Durant toute la période dite mecquoise, Muhammad n'est désigné que comme avertisseur, nadhîrmundhir. Il l'est parfois aussi comme mubashshir, annonciateur. À l'époque cela renvoie à la bonne mais aussi surtout à la mauvaise nouvelle. C'est donc une mise en garde. Le Muhammad de La Mecque est donc mandaté par le divin pour "avertir" sa tribu des dangers qui la menacent. Elle doit réformer sa conduite et cesser de rendre culte à d'autres qu'au Seigneur divin, Rabb, devenu créateur et bientôt identifié à Allâh en passant par la dénomination intermédiaire de Rahmân, le "Bienfaisant". C'est ce que constate l'historien quand il pose une hypothèse sur la chronologie du texte coranique. Il faut ajouter encore que, durant cette première période, Muhammad est identifié par rapport aux siens comme étant leur compagnon, sâhib, autrement dit un des leurs (81, 22 ; 53, 2). Les seules figures, prophètes, "nabiyyûn" ou de "porteurs de message", mursalûn ou rusul qui sont cités durant cette période sont celles des figures antérieures présentées comme ayant été mandatées auparavant auprès de leur peuple, tout comme l'est le présent avertisseur auprès des siens. C'est en ce sens que le Dieu créateur est nommé Rabb al-'âlamîn, le "Seigneur des peuples" et non pas le "Seigneur des Mondes" comme traduit habituellement de manière inexacte. Il faut noter en outre que le nom même de Muhammad, le "Louangé" est totalement absent durant la même période.

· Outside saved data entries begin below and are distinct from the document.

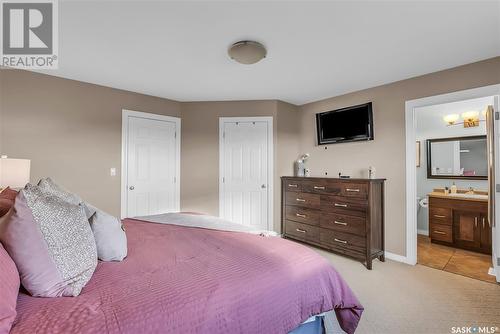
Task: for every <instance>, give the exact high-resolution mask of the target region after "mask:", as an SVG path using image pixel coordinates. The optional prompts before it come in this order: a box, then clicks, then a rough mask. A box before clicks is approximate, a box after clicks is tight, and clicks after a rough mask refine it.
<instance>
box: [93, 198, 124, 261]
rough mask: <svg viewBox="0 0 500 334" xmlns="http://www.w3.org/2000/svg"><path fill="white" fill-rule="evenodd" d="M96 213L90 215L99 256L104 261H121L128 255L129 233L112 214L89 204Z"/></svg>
mask: <svg viewBox="0 0 500 334" xmlns="http://www.w3.org/2000/svg"><path fill="white" fill-rule="evenodd" d="M88 206H89V208H90V209H91V210H94V211H95V214H94V215H93V216H92V217H90V219H89V222H90V228H91V229H92V232H93V233H94V239H95V243H96V246H97V257H98V258H99V260H102V261H121V260H123V259H124V258H125V257H126V256H127V235H126V234H125V228H124V227H123V224H122V222H121V221H120V220H119V219H118V218H116V217H113V216H112V215H110V214H108V213H106V212H104V211H101V210H99V209H97V208H95V207H93V206H91V205H88Z"/></svg>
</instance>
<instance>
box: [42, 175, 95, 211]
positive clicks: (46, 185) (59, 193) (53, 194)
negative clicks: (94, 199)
mask: <svg viewBox="0 0 500 334" xmlns="http://www.w3.org/2000/svg"><path fill="white" fill-rule="evenodd" d="M38 187H39V188H40V189H41V190H42V191H43V192H45V193H47V194H50V195H54V196H57V197H59V198H61V199H63V200H65V201H66V202H68V203H71V204H74V205H82V206H83V208H84V210H85V215H86V216H87V219H90V217H92V215H93V214H94V213H95V210H93V209H92V208H91V207H89V206H88V205H87V203H85V202H84V201H83V200H82V199H81V198H80V196H78V195H76V194H73V193H70V192H69V191H67V190H65V189H64V188H62V187H61V186H59V185H58V184H57V183H55V182H54V181H53V180H52V179H51V178H50V177H48V178H45V179H41V180H40V181H38Z"/></svg>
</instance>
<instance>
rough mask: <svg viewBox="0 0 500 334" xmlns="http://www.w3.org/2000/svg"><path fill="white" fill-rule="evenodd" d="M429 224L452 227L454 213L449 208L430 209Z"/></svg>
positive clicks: (450, 209) (435, 208) (432, 208)
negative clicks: (451, 211)
mask: <svg viewBox="0 0 500 334" xmlns="http://www.w3.org/2000/svg"><path fill="white" fill-rule="evenodd" d="M429 222H431V223H436V224H443V225H451V222H452V212H451V209H449V208H436V207H432V206H431V207H430V208H429Z"/></svg>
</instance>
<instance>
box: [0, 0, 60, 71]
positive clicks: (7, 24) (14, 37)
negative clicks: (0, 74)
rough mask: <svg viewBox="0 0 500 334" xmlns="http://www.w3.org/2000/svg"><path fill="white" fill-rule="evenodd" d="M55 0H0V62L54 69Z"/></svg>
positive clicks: (55, 58)
mask: <svg viewBox="0 0 500 334" xmlns="http://www.w3.org/2000/svg"><path fill="white" fill-rule="evenodd" d="M57 5H58V3H57V0H24V1H19V0H17V1H16V0H0V18H1V20H2V24H1V29H2V30H1V33H0V38H1V63H0V65H1V66H4V67H7V68H20V69H57V67H58V60H59V59H58V56H59V44H58V36H59V34H58V28H59V26H58V10H57V9H58V6H57Z"/></svg>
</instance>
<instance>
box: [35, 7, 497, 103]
mask: <svg viewBox="0 0 500 334" xmlns="http://www.w3.org/2000/svg"><path fill="white" fill-rule="evenodd" d="M59 17H60V21H59V34H60V46H59V48H60V49H59V50H60V57H59V67H60V68H59V70H57V71H46V72H45V73H48V74H52V75H57V76H61V77H65V78H71V79H76V80H81V81H86V82H91V83H96V84H101V85H105V86H111V87H115V88H121V89H126V90H131V91H136V92H140V93H145V94H150V95H155V96H161V97H165V98H171V99H174V100H179V101H205V100H207V101H208V100H249V99H280V100H284V101H287V102H291V103H295V104H304V103H307V102H311V101H315V100H319V99H323V98H327V97H331V96H336V95H340V94H343V93H347V92H351V91H356V90H360V89H364V88H368V87H373V86H376V85H380V84H384V83H389V82H393V81H397V80H401V79H405V78H409V77H413V76H417V75H422V74H425V73H430V72H435V71H438V70H442V69H446V68H450V67H454V66H458V65H462V64H466V63H471V62H475V61H479V60H482V59H487V58H491V57H495V56H499V55H500V1H489V2H480V1H469V2H467V1H443V2H435V1H399V2H396V1H388V2H380V1H322V2H312V1H293V2H286V1H274V2H269V1H267V2H266V1H253V2H250V1H248V2H245V1H232V2H231V1H220V2H214V1H201V2H194V1H185V2H172V1H156V2H145V1H108V2H103V1H61V2H60V3H59ZM242 39H254V40H257V41H259V42H261V43H263V44H264V45H265V46H266V47H267V48H268V56H267V58H266V59H264V60H263V61H261V62H260V63H257V64H255V65H241V64H237V63H235V62H233V61H232V60H230V59H229V57H228V56H227V48H228V46H229V45H230V44H231V43H233V42H235V41H238V40H242Z"/></svg>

 Si les choses évoluent en période médinoise, celle qui voit le Mecquois, "banni" par les siens (ikhrâdj) entrer dans l'action. Cette action se conforme strictement aux règles de l'époque. Les actions de force ont toutes une finalité politique. Elles ne cherchent qu'à aboutir à un compromis et à un accord. C'est ce qui nous est dit dans 3, 103 : « Vous étiez ennemis et par la grâce d'Allâh qui a réuni vos cœurs (le cœur c'est le siège de la raison) vous êtes devenus des frères ». C'est durant cette période qu'à l'instar des figures de prophètes et de messagers antérieurs, l'avertisseur mecquois reçoit à son tour la même titulature. Il devient "prophète", nabî', et "messager", rasûl. Le nom de Muhammad et, une fois, celui de Ahmad (de sens équivalent) apparaissent à leur tour en quelques rares mentions.

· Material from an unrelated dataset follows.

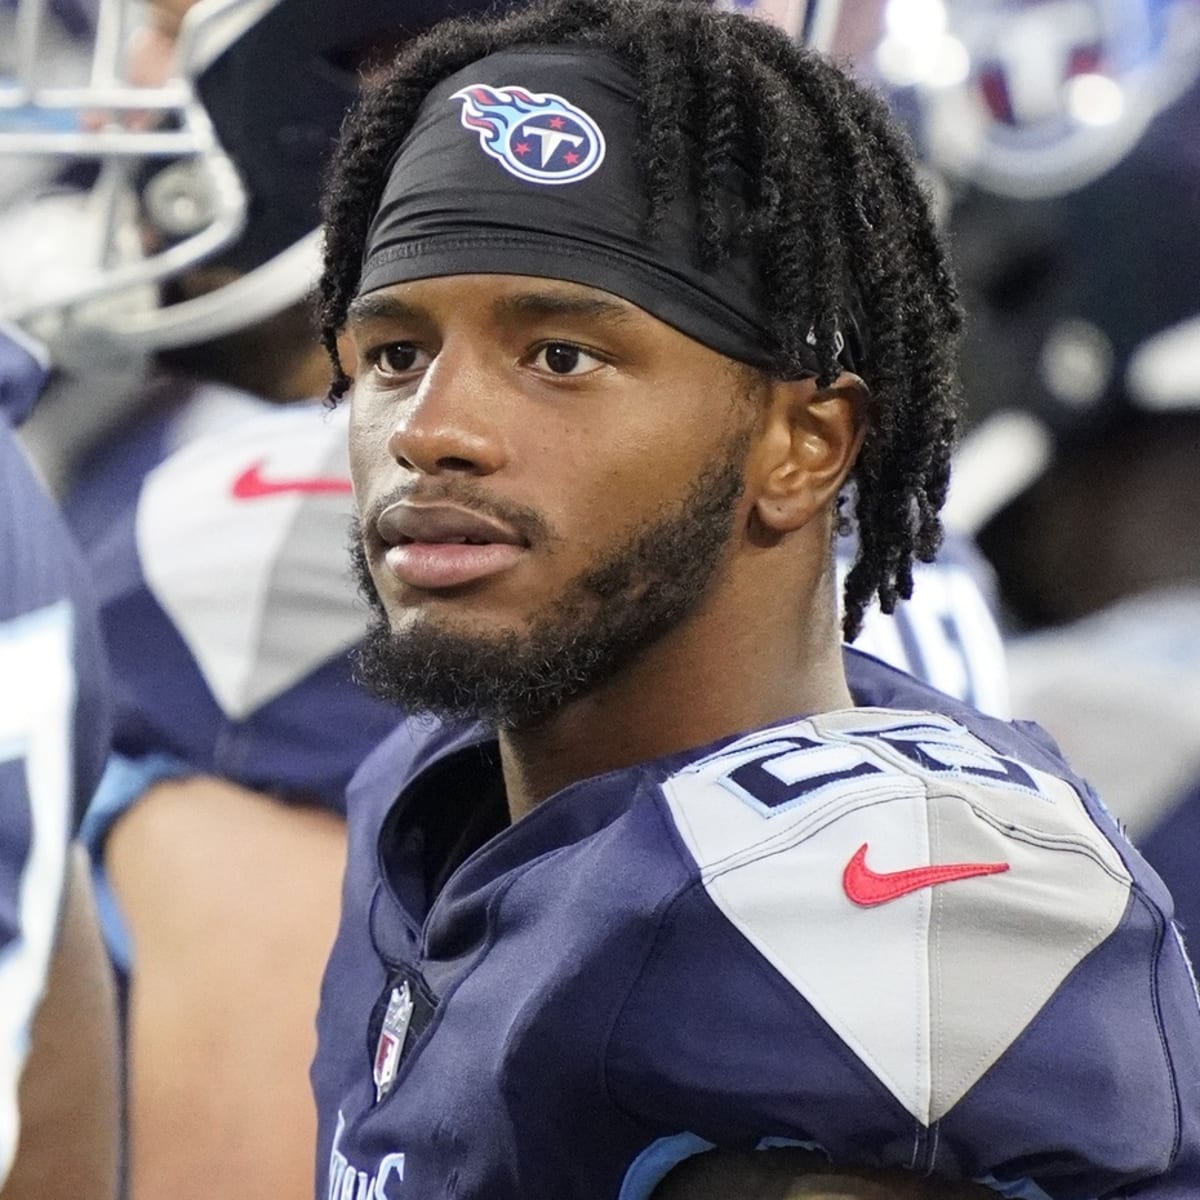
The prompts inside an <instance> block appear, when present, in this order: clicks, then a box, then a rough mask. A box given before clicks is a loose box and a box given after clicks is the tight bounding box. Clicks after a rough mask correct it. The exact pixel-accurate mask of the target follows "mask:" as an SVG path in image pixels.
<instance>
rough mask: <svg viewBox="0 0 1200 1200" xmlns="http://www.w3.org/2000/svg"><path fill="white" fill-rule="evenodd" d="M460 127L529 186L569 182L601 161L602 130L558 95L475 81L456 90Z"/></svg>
mask: <svg viewBox="0 0 1200 1200" xmlns="http://www.w3.org/2000/svg"><path fill="white" fill-rule="evenodd" d="M450 98H451V100H461V101H462V124H463V128H467V130H474V131H475V132H476V133H478V134H479V144H480V145H481V146H482V149H484V152H485V154H487V155H490V156H491V157H492V158H494V160H496V161H497V162H498V163H499V164H500V166H502V167H503V168H504V169H505V170H506V172H508V173H509V174H510V175H516V176H517V179H523V180H526V181H528V182H530V184H575V182H577V181H578V180H581V179H587V178H588V175H590V174H593V173H594V172H595V170H596V168H598V167H599V166H600V163H601V162H604V152H605V143H604V134H602V133H601V132H600V127H599V126H598V125H596V122H595V121H593V120H592V118H590V116H588V114H587V113H584V112H583V110H582V109H580V108H576V107H575V106H574V104H569V103H568V102H566V101H565V100H563V97H562V96H553V95H550V94H548V92H547V94H545V95H539V94H536V92H530V91H526V90H524V89H523V88H488V86H487V85H486V84H481V83H476V84H472V85H470V86H469V88H463V89H462V91H456V92H455V94H454V96H451V97H450Z"/></svg>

 Cependant, dans tous les cas, l'historien ne peut que constater que, dans le Coran, on ne trouve nulle trace de la représentation actuelle qui fait du prophète de l'islam une figure sacralisée.

Ce qui s'apparente actuellement à une sorte d'adoration est totalement étranger à la société du Coran, au 7e siècle. Ce processus mental ne se développe que progressivement ensuite quand on a changé de modèle de société, culturellement et religieusement, dans l'espace impérial abbaside. La sacralisation actuelle de la figure du Prophète de l'islam ne s'inscrit donc en aucune façon en continuité avec la période initiale de l'islam. Elle répond à des attentes et à des enjeux strictement contemporains. Il serait bon que les croyants d'aujourd'hui en prennent conscience.